The Prime Minister this week issued an apology to the infected-blood victims on behalf of the State. It’s undoubtedly true that politics — like the law, the Church, and so many other institutions — reflects a deep structure of inequality in our society. Those in authority, in any organisation, intuitively seek to cut costs, save face, cover their mistakes, close ranks, and protect their reputations. Even worse, they dismiss or disparage those whom they have neglected or maltreated, and, most bizarrely, manufacture realpolitik objections to the idea that they owe the public a duty of candour.

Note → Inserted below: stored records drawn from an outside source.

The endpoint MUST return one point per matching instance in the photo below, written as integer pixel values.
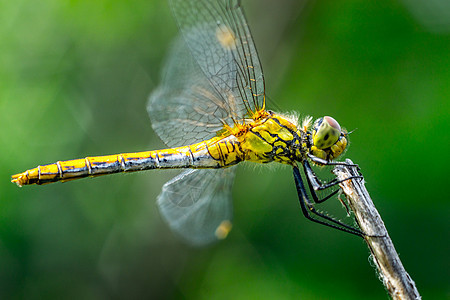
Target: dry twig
(394, 276)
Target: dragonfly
(210, 111)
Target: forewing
(185, 108)
(221, 43)
(197, 204)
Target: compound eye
(326, 132)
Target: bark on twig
(396, 280)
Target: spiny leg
(309, 211)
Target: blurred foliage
(74, 79)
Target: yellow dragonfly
(210, 111)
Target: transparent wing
(185, 108)
(197, 204)
(220, 41)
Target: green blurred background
(74, 81)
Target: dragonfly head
(328, 139)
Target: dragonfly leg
(312, 214)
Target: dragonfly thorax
(274, 138)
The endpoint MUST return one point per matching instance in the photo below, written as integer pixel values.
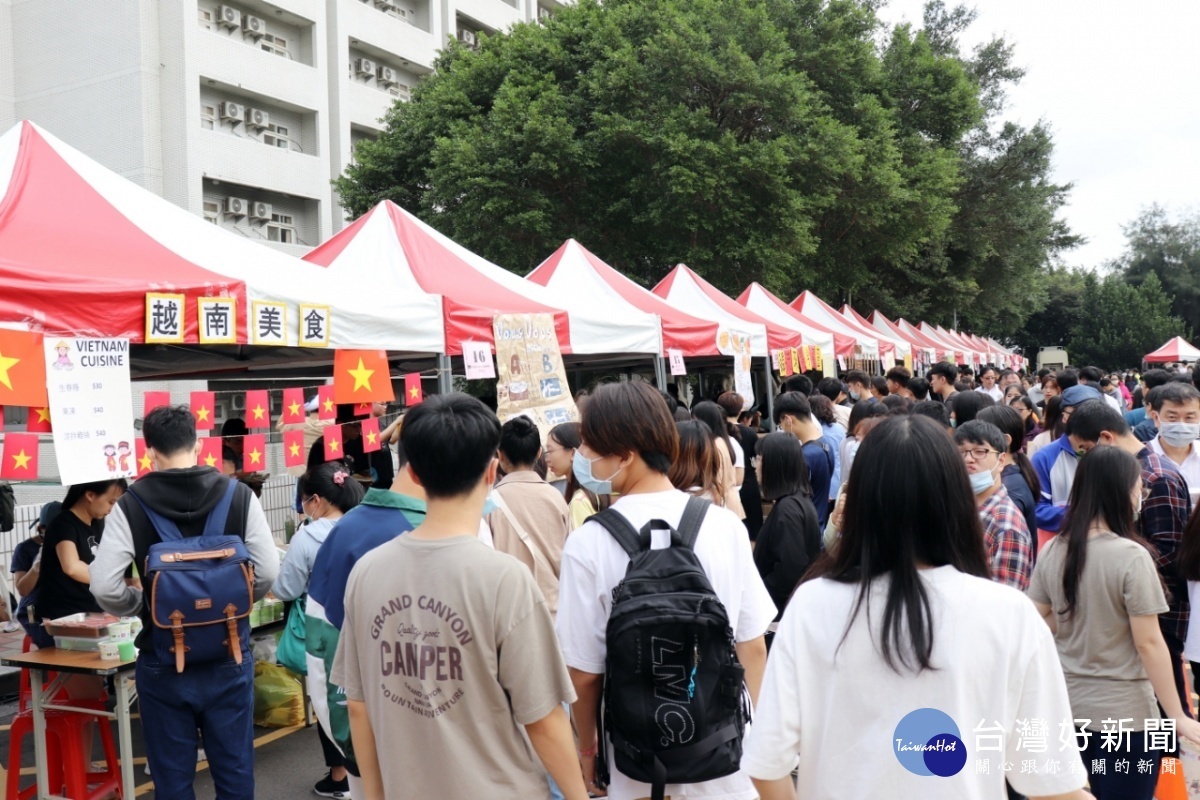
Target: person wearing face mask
(327, 493)
(1006, 534)
(1177, 415)
(1161, 521)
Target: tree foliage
(796, 143)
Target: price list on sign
(477, 356)
(88, 385)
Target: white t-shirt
(593, 564)
(838, 710)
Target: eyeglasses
(977, 453)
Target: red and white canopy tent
(904, 347)
(1177, 349)
(833, 344)
(575, 271)
(870, 346)
(82, 246)
(390, 250)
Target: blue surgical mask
(582, 469)
(982, 481)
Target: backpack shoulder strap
(167, 530)
(215, 524)
(621, 529)
(693, 517)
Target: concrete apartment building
(240, 112)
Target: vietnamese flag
(204, 409)
(19, 457)
(23, 370)
(154, 400)
(413, 394)
(361, 377)
(145, 464)
(334, 449)
(210, 452)
(253, 452)
(258, 409)
(371, 438)
(39, 420)
(293, 407)
(293, 449)
(327, 407)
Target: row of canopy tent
(391, 281)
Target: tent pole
(445, 380)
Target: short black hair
(1173, 392)
(798, 384)
(977, 432)
(520, 441)
(946, 370)
(792, 404)
(831, 388)
(450, 440)
(169, 429)
(1093, 417)
(934, 410)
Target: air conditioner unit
(253, 25)
(228, 16)
(258, 118)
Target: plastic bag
(279, 697)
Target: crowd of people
(1005, 548)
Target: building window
(281, 229)
(213, 212)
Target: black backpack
(675, 699)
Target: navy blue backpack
(199, 588)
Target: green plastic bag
(279, 697)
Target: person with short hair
(629, 444)
(1009, 546)
(893, 624)
(215, 698)
(448, 645)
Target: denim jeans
(217, 699)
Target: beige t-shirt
(450, 647)
(1105, 677)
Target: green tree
(1121, 323)
(1169, 250)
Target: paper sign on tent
(203, 408)
(677, 365)
(258, 409)
(253, 453)
(39, 420)
(23, 368)
(294, 453)
(18, 462)
(293, 405)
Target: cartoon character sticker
(64, 360)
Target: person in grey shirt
(216, 698)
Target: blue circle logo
(928, 743)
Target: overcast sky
(1120, 85)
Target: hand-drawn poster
(91, 409)
(532, 379)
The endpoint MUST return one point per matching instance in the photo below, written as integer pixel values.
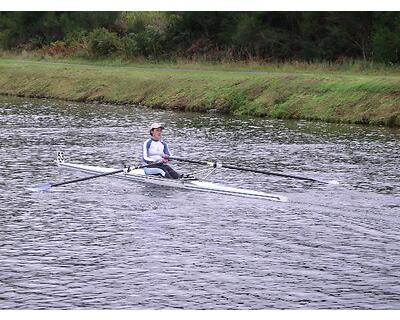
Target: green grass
(327, 96)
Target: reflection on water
(109, 243)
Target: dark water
(108, 243)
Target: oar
(221, 165)
(47, 186)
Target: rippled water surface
(109, 243)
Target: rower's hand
(165, 158)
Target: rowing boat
(190, 183)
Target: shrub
(102, 43)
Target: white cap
(156, 125)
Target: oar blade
(40, 187)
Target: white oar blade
(40, 187)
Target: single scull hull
(138, 175)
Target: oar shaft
(216, 164)
(86, 178)
(271, 173)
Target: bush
(102, 43)
(386, 46)
(130, 46)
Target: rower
(156, 151)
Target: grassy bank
(333, 97)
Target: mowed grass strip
(367, 99)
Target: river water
(113, 244)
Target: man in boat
(156, 151)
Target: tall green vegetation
(212, 36)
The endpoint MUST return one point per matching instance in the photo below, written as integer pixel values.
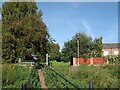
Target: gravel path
(42, 79)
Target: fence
(88, 61)
(62, 82)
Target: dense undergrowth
(102, 76)
(13, 76)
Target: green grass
(103, 76)
(13, 76)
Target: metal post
(91, 85)
(24, 86)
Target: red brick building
(111, 49)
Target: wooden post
(91, 61)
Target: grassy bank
(13, 76)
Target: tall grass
(102, 76)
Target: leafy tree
(70, 47)
(24, 32)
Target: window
(116, 52)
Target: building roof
(111, 45)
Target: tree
(53, 50)
(70, 47)
(24, 32)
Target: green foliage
(113, 59)
(87, 47)
(13, 76)
(24, 32)
(102, 76)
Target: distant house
(111, 49)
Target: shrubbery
(113, 59)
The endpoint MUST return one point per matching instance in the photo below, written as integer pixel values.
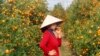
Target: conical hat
(50, 20)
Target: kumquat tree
(20, 32)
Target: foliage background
(20, 21)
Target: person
(52, 35)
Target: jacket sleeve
(59, 41)
(44, 41)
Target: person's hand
(52, 53)
(58, 32)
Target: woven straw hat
(50, 20)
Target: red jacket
(50, 42)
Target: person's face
(53, 26)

Bishop James Jones has called it “the patronising disposition of unaccountable power”. But the problem goes deeper, into our social culture. That was brought home to me recently when I heard a remarkable speech by Kate Middleton, the young chief executive of the Wren Project, a charity that assists some of the six million people in this country who suffer from auto-immune diseases. What society needed to do, above all, she said, was to learn to listen properly.

“When you feel listened to, it transforms your life,” she said, explaining that she was diagnosed with lupus at the age of 17. “My entire adult life, I have lived inside a body that attacks me.” Outwardly, she looks fine. But she rarely answers truthfully when asked how she is. “No one is interested in something that can’t be fixed, something that’s just depressing and has no silver lining.” As a result, she feels unable to speak. She is silenced.

“There are six million people in the UK that feel like I do. Silenced, isolated, mad,” she said. “You stop being able to tell what you feel, or what you are making up, what’s true and what’s false.” The Wren Project trains counsellors to listen to the anxieties that auto-immune sufferers cannot talk about to anyone else. Through that service, “we feel like normal people again — we feel less broken and less damaged. Feeling listened to is powerful and life-changing.”

Sometimes, she wonders whether the Wren Project is a metaphor for how we should respond to an entire world, which, it seems, is trying to destroy itself, as an auto-immune disease does. What Sir Brian Langstaff has done for the infected-blood community is to listen to people who have, for decades, felt silenced, isolated, and ignored. Perhaps the first step to arresting the succession of scandals in our society is for us all to learn to listen properly.